Quoi ! se voir au faîte de la grandeur, être adorée, et ne pouvoir être heureuse !
Écoutez, il y a peut-être ici du malentendu. Vous vous croyez malheureuse uniquement par votre grandeur.
Le mal ne viendrait-il pas aussi de ce que vous n’avez plus ni les yeux si beaux, ni l’estomac si bon, ni les désirs si vifs qu’autrefois ? Perdre sa jeunesse, sa beauté, ses passions, c’est là le vrai malheur. Voilà pourquoi tant de femmes se font dévotes à cinquante ans, et se sauvent d’un ennui par un autre.
Mais vous êtes plus âgée que moi, et vous n’êtes ni malheureuse ni dévote.

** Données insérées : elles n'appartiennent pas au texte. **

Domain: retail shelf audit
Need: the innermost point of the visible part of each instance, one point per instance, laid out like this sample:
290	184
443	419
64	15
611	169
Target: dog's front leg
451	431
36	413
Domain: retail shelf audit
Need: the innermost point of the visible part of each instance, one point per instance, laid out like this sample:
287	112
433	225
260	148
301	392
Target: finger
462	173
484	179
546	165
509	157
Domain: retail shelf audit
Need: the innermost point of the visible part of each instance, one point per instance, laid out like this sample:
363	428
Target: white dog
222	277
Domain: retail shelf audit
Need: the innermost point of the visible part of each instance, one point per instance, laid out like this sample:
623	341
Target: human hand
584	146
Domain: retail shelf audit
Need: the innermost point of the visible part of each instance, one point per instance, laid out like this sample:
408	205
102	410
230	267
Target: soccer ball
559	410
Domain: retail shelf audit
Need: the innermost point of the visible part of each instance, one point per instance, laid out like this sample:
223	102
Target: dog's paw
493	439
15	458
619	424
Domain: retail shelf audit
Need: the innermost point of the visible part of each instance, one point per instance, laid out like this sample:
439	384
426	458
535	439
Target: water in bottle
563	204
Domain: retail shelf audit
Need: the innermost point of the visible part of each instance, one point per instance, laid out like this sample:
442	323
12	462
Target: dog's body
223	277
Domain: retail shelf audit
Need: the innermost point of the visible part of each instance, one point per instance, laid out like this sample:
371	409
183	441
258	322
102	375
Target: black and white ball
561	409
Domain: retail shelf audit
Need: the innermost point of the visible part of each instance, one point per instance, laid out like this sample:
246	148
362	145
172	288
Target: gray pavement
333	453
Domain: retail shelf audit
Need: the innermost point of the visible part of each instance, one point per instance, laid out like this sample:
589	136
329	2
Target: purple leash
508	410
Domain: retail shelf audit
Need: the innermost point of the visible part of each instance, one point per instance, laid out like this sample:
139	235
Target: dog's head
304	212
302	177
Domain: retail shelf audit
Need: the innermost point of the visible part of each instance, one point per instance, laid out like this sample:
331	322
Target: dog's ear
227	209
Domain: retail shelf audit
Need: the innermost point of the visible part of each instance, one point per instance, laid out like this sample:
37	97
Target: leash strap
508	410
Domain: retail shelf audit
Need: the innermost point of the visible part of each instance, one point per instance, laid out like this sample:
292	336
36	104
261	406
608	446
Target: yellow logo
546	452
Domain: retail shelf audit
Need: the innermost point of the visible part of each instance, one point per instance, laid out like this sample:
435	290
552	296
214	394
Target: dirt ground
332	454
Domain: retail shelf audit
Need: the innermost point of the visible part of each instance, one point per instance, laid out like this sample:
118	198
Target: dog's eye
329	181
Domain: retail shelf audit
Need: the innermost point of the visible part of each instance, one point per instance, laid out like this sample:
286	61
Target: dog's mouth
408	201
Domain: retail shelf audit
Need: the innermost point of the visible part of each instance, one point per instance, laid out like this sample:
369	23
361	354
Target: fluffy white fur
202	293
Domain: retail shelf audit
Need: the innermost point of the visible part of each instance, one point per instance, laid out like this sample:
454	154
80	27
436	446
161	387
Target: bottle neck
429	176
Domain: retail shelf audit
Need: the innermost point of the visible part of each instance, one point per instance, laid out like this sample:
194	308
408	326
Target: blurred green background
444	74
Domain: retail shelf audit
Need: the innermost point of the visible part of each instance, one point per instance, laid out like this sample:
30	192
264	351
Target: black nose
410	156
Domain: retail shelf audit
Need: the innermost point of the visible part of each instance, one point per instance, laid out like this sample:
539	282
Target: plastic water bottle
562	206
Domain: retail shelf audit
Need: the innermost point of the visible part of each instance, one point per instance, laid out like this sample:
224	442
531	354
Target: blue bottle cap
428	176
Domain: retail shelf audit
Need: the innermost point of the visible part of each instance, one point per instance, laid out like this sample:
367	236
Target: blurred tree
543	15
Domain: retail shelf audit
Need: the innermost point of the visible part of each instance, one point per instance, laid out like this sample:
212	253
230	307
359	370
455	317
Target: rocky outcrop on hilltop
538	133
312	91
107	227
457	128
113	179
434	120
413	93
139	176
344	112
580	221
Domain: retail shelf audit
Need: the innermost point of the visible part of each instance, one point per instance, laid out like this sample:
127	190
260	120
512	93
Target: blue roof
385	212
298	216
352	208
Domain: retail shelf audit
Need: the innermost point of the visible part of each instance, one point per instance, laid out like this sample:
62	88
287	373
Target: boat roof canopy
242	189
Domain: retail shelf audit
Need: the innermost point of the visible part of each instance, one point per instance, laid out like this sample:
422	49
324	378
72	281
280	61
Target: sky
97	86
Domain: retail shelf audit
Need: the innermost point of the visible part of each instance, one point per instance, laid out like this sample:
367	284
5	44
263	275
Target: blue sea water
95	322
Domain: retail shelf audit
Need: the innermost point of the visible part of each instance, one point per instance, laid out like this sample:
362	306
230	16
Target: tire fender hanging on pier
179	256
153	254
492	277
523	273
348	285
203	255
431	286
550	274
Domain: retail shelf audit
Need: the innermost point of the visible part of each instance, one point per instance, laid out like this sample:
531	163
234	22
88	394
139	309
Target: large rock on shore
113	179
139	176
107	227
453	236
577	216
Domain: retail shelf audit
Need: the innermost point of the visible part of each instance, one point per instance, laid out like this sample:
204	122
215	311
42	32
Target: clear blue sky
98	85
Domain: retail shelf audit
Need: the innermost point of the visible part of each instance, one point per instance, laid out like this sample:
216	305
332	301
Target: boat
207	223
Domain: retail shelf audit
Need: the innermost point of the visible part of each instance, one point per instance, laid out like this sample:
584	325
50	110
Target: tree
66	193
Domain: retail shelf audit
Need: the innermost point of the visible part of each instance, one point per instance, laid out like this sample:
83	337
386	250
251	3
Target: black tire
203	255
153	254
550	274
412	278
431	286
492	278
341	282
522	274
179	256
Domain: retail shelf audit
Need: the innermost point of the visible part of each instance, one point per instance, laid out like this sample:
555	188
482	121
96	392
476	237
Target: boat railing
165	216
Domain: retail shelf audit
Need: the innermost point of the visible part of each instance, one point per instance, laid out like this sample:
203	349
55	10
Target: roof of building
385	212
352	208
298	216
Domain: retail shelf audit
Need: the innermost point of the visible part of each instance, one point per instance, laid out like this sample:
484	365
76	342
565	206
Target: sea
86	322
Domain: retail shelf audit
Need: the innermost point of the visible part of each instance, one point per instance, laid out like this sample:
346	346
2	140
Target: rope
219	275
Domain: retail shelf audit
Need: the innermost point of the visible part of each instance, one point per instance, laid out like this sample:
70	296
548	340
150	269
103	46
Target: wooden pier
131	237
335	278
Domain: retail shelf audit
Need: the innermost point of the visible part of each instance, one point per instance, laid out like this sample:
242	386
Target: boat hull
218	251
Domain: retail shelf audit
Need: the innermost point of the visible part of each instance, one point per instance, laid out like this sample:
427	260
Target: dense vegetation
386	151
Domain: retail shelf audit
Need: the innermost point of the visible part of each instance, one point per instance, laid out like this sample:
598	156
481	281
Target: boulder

Expliquons-nous. Il ne faut pas à notre âge s’imaginer qu’on puisse jouir d’une félicité complète. Il faut une âme bien vive, et cinq sens bien parfaits pour goûter cette espèce de bonheur-là. Mais avec des amis, de la liberté, et de la philosophie, on est aussi bien que notre âge le comporte. L’âme n’est mal que quand elle est hors de sa sphère. Croyez-moi, venez vivre avec mes philosophes.
Voici deux ministres qui viennent. Cela est bien loin des philosophes. Adieu donc, ma chère Ninon.
Adieu, auguste infortunée.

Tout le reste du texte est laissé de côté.